Aufwärtsbewegungen an Europas Börsen: Hoffnungsschimmer zum Wochenauftakt
Nach einem anfangs unsicheren Start zeigten sich Europas Börsen zum Wochenbeginn widerstandsfähiger. Der EuroStoxx 50, der maßgebliche Index der Eurozone, verzeichnete gegen die Mittagszeit ein moderates Minus von nur noch 0,2 Prozent und stand bei 5.939 Punkten. Währenddessen wandelten sich die Leitindizes in Paris, Madrid und Zürich ins Plus und deuteten auf eine wiederkehrende Zuversicht bei den Anlegern hin.

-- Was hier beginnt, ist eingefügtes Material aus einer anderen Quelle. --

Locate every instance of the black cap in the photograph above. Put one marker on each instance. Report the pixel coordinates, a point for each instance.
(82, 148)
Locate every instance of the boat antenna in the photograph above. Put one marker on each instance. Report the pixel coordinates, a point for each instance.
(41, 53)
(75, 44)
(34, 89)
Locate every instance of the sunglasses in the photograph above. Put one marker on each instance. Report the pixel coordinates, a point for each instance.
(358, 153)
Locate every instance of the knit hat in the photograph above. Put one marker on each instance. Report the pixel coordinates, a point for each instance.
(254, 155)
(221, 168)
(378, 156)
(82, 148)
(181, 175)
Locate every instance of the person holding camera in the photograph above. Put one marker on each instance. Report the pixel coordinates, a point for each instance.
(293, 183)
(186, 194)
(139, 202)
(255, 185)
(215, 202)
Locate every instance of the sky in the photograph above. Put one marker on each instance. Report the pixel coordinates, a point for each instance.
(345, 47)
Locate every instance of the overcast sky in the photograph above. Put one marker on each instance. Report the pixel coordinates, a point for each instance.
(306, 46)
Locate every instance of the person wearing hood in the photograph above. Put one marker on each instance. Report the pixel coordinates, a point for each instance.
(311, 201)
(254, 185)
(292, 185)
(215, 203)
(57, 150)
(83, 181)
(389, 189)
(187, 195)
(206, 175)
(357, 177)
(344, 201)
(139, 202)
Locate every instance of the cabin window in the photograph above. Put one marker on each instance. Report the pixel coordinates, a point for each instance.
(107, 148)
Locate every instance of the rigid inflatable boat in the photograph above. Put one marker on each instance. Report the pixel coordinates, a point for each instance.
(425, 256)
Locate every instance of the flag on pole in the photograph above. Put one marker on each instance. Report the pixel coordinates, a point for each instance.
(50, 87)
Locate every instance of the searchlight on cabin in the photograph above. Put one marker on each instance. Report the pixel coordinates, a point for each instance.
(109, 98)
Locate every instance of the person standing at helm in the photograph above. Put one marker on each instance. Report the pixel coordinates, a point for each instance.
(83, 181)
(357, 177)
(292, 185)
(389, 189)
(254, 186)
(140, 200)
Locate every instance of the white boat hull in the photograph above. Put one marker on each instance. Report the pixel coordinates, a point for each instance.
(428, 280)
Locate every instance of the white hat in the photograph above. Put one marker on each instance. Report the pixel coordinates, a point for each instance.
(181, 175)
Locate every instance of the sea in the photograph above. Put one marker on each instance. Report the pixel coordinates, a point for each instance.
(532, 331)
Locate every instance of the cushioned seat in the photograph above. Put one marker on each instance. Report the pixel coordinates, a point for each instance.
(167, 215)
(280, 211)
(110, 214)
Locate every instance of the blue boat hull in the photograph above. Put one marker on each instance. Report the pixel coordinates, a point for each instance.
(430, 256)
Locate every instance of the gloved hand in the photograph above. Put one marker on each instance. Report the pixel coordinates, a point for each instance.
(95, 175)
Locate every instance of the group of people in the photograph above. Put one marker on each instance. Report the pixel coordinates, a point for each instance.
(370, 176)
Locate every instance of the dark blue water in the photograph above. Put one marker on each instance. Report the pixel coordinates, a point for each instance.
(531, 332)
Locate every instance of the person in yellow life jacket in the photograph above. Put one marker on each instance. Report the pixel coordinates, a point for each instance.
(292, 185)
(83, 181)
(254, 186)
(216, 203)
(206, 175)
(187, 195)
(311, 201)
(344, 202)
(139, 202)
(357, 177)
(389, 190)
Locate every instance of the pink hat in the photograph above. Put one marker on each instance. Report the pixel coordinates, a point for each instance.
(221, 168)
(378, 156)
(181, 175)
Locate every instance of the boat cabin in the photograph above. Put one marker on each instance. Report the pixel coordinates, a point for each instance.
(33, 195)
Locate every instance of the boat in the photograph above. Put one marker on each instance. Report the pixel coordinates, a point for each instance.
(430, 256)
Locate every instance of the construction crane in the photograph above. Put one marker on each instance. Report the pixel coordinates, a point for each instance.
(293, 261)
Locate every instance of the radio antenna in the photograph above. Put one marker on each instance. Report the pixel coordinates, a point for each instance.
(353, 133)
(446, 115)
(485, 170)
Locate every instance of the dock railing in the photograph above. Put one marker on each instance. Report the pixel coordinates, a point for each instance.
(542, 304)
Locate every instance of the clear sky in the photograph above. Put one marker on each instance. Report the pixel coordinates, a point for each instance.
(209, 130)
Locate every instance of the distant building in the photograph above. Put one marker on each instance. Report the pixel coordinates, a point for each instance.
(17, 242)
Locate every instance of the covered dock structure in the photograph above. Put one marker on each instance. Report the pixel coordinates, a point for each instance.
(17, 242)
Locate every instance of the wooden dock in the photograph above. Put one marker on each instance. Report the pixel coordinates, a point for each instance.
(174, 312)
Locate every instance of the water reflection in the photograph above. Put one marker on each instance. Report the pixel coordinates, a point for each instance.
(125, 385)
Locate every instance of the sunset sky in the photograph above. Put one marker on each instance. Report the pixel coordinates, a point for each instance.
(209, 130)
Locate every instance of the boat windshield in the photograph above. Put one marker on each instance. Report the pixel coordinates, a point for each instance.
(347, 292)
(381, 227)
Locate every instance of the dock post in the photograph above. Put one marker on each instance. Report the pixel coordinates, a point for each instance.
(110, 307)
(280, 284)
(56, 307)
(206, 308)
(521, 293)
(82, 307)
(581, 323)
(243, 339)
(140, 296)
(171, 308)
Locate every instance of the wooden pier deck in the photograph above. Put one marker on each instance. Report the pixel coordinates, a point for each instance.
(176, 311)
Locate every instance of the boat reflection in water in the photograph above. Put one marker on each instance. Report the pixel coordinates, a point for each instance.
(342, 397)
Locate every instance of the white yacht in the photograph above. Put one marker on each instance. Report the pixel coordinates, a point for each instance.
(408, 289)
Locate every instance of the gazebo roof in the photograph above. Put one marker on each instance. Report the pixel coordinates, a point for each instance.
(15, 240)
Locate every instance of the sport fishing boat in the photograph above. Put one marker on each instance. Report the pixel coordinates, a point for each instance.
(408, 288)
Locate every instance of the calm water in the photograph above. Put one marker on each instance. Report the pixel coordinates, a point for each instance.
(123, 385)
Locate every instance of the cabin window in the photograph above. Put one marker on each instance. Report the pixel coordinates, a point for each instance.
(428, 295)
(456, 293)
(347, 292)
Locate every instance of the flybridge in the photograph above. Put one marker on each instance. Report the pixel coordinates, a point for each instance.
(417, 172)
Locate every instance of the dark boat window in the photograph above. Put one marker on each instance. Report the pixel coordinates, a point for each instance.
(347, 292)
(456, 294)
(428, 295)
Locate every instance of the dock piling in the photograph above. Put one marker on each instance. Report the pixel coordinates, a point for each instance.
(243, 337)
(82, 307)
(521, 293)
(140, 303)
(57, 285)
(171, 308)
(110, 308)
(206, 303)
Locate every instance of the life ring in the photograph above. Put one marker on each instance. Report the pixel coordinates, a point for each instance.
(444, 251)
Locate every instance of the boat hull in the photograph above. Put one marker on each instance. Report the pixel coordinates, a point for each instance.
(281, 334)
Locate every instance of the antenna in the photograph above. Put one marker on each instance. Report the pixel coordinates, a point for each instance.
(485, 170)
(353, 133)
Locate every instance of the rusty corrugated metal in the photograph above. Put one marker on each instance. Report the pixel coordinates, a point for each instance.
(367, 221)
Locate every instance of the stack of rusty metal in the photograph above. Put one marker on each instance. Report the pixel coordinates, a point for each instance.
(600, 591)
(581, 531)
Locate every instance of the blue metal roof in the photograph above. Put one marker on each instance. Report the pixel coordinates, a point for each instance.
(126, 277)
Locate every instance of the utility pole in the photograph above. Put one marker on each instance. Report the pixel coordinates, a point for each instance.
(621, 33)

Zunächst sorgten fallende Rohstoffpreise für Beunruhigung. Insbesondere der deutliche Rückgang bei Gold, Silber und Kupfer zog die Märkte nach unten. Doch im Laufe des Vormittags konnten diese Verluste etwas begrenzt werden, und die Aktienmärkte stabilisierten sich entsprechend. Vor allem verbesserte Konjunkturdaten aus Deutschland, Frankreich und der gesamten Eurozone halfen, die Marktstimmung aufzuhellen. In Großbritannien erreichte das Industrievertrauen sogar einen Höchststand, der seit eineinhalb Jahren nicht mehr gesehen wurde.
Der Rohstoffsektor stand weiterhin unter Druck und verlor etwa 2 Prozent. Besonders britische Bergwerkskonzerne litten unter den schwachen Metallpreisen, was den Aktienkursen von Unternehmen wie Glencore, Anglo American und Antofagasta deutliche Abwärtstrends bescherte. Technologiewerte erlebten ebenfalls Gewinnmitnahmen, insbesondere bei Halbleiterfirmen. STMicro, BE Semiconductor und ASML sahen sich Kursrückgängen von bis zu 3 Prozent gegenüber.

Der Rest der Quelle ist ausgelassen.